Request body | Qwen3-ASR-FlashThe following example shows how to recognize an audio file from a URL. For an example of how to recognize a local audio file, see Getting started. cURL# ======= Important =======
# The following URL is for the Singapore region. If you use a model in the Beijing region, replace the URL with: https://dashscope.aliyuncs.com/api/v1/services/aigc/multimodal-generation/generation
# The API keys for the Singapore and Beijing regions are different. To get an API key, see https://www.alibabacloud.com/help/en/model-studio/get-api-key.

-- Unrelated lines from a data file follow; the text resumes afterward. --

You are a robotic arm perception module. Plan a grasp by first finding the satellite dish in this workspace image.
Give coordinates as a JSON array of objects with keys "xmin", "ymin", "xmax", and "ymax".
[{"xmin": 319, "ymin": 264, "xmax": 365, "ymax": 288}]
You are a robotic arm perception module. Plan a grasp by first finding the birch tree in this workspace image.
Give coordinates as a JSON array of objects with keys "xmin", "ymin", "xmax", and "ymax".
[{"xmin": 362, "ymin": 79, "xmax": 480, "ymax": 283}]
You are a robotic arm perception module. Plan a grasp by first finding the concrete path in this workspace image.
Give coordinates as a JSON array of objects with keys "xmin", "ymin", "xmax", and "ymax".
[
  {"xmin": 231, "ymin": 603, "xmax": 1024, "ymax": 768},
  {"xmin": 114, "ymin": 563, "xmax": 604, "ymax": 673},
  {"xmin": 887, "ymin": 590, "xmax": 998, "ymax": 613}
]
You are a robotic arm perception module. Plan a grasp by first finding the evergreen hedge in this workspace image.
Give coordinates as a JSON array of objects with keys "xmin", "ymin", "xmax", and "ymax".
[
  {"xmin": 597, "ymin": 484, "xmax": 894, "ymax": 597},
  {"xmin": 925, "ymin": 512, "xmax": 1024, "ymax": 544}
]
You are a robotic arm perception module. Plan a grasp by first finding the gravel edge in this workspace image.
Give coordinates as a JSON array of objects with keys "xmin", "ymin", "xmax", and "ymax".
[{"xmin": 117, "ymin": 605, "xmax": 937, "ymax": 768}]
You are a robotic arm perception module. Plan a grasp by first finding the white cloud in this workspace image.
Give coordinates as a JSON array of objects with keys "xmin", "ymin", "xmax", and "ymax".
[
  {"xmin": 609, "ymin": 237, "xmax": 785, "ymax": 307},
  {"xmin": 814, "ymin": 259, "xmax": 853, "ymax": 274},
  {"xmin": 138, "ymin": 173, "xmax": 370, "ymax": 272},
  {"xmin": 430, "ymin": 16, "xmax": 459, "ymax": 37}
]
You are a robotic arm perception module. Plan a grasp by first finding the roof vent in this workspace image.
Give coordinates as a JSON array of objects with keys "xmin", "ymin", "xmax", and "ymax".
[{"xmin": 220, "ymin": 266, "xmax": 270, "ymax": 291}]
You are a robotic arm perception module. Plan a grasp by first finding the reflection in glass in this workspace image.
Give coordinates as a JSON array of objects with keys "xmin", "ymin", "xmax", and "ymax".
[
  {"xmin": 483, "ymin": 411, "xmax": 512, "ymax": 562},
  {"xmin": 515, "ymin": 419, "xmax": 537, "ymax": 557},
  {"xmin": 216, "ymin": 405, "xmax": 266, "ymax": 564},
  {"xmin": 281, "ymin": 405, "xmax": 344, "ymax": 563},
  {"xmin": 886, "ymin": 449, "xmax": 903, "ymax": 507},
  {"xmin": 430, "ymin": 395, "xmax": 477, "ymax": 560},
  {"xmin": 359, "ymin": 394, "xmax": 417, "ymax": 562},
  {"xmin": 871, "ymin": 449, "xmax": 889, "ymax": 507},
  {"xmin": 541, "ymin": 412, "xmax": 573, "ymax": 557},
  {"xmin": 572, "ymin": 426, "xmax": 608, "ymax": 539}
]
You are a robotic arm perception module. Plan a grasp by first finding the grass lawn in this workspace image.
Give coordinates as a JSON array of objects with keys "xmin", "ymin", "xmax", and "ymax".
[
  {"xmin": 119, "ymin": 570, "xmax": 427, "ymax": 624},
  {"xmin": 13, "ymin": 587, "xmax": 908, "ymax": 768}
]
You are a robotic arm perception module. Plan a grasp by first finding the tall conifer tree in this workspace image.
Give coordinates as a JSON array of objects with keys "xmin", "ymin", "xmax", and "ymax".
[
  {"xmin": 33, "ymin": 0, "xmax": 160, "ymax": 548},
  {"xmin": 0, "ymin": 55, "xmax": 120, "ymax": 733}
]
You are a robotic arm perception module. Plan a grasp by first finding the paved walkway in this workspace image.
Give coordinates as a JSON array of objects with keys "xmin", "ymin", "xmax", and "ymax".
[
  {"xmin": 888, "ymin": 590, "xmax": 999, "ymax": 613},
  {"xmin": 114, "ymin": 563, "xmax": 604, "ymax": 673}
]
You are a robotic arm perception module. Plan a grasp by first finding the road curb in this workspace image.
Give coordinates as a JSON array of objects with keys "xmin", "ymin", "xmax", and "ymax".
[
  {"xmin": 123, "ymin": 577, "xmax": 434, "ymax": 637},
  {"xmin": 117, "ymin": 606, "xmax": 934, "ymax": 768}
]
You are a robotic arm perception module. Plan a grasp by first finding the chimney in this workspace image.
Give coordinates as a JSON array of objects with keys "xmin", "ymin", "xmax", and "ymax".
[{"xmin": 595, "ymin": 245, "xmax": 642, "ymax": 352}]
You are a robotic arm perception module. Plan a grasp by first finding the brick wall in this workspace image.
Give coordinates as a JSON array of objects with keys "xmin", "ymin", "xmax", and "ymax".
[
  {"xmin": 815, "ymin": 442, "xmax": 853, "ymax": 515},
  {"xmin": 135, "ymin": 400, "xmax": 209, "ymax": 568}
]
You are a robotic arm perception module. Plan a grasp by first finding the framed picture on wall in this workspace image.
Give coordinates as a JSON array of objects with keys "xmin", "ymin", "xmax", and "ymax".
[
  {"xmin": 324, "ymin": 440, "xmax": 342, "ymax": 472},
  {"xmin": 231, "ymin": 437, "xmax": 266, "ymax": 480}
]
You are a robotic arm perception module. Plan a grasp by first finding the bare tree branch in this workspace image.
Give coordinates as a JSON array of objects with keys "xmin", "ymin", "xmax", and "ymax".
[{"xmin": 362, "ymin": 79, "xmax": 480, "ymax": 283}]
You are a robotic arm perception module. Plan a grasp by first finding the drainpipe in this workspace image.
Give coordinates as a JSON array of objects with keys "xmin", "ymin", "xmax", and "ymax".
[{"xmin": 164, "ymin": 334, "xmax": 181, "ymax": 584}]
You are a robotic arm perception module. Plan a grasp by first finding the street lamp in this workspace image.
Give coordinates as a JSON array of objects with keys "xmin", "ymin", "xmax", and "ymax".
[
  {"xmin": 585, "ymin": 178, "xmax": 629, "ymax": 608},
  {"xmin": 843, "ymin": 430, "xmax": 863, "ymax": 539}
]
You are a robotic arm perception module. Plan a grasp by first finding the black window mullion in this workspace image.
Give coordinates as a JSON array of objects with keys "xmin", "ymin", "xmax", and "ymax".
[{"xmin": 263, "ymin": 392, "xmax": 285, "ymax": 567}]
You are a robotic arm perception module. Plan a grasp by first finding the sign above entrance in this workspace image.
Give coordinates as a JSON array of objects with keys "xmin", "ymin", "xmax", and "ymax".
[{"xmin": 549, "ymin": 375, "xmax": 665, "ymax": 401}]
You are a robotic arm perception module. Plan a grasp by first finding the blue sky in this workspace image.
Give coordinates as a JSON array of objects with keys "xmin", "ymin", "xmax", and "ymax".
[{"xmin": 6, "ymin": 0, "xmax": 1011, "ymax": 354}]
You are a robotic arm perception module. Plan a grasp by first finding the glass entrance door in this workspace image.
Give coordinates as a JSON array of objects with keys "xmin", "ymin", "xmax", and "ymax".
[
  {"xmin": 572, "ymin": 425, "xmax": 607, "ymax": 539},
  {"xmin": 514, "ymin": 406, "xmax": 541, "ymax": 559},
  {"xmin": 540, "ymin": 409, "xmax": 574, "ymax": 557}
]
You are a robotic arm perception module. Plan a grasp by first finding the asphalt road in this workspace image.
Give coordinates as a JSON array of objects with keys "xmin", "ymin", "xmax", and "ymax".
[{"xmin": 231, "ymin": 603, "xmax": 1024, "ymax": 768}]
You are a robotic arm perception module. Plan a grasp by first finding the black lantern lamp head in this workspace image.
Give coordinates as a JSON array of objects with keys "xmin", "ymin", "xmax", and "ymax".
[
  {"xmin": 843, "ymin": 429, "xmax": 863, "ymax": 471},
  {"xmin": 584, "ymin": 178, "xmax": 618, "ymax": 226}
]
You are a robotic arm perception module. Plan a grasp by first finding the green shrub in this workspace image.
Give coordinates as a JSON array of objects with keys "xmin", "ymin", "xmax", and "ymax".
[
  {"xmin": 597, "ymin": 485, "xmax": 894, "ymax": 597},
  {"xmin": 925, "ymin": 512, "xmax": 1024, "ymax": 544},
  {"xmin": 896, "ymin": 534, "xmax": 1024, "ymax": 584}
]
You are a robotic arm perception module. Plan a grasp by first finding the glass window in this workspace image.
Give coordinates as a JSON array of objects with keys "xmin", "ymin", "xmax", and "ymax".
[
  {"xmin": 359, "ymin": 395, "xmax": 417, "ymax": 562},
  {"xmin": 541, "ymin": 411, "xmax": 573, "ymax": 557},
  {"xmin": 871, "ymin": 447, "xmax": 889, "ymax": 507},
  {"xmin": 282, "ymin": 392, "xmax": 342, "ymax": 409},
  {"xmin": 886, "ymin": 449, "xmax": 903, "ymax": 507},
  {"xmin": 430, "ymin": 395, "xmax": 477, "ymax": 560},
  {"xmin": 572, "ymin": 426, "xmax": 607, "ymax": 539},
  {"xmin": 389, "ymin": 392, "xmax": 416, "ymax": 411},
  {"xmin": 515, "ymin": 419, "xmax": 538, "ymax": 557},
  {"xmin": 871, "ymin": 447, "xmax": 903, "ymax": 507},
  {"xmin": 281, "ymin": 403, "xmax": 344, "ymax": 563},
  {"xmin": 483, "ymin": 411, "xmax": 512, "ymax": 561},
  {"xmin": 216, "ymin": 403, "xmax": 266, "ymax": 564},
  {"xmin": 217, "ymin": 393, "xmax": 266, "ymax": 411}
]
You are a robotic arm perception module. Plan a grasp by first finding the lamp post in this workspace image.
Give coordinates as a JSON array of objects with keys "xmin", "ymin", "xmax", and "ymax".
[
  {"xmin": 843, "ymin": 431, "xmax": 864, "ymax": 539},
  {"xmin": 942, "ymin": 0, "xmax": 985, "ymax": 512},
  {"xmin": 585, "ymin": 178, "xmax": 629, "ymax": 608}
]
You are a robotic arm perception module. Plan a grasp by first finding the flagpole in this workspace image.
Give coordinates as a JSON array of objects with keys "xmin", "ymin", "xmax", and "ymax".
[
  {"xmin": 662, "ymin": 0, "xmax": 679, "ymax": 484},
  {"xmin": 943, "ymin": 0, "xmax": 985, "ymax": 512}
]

# === Delete this comment before execution ===
curl --location --request POST 'https://dashscope-intl.aliyuncs.com/api/v1/services/aigc/multimodal-generation/generation' \
--header 'Authorization: Bearer $DASHSCOPE_API_KEY' \
--header 'Content-Type: application/json' \
--data '{
"model": "qwen3-asr-flash",
"input": {
"messages": [
{
"content": [
{
"text": ""
}
],
"role": "system"
},
{
"content": [
{
"audio": "https://dashscope.oss-cn-beijing.aliyuncs.com/audios/welcome.mp3"
}
],
"role": "user"
}
]
},
"parameters": {
"asr_options": {
"enable_itn": false
}
}
}'
Javaimport java.util.Arrays;
import java.util.Collections;
import java.util.HashMap;
import java.util.Map;
import com.alibaba.dashscope.aigc.multimodalconversation.MultiModalConversation;
import com.alibaba.dashscope.aigc.multimodalconversation.MultiModalConversationParam;
import com.alibaba.dashscope.aigc.multimodalconversation.MultiModalConversationResult;
import com.alibaba.dashscope.common.MultiModalMessage;
import com.alibaba.dashscope.common.Role;
import com.alibaba.dashscope.exception.ApiException;
import com.alibaba.dashscope.exception.NoApiKeyException;
import com.alibaba.dashscope.exception.UploadFileException;
import com.alibaba.dashscope.utils.Constants;
import com.alibaba.dashscope.utils.JsonUtils;
public class Main {
public static void simpleMultiModalConversationCall()
throws ApiException, NoApiKeyException, UploadFileException {
MultiModalConversation conv = new MultiModalConversation();
MultiModalMessage userMessage = MultiModalMessage.builder()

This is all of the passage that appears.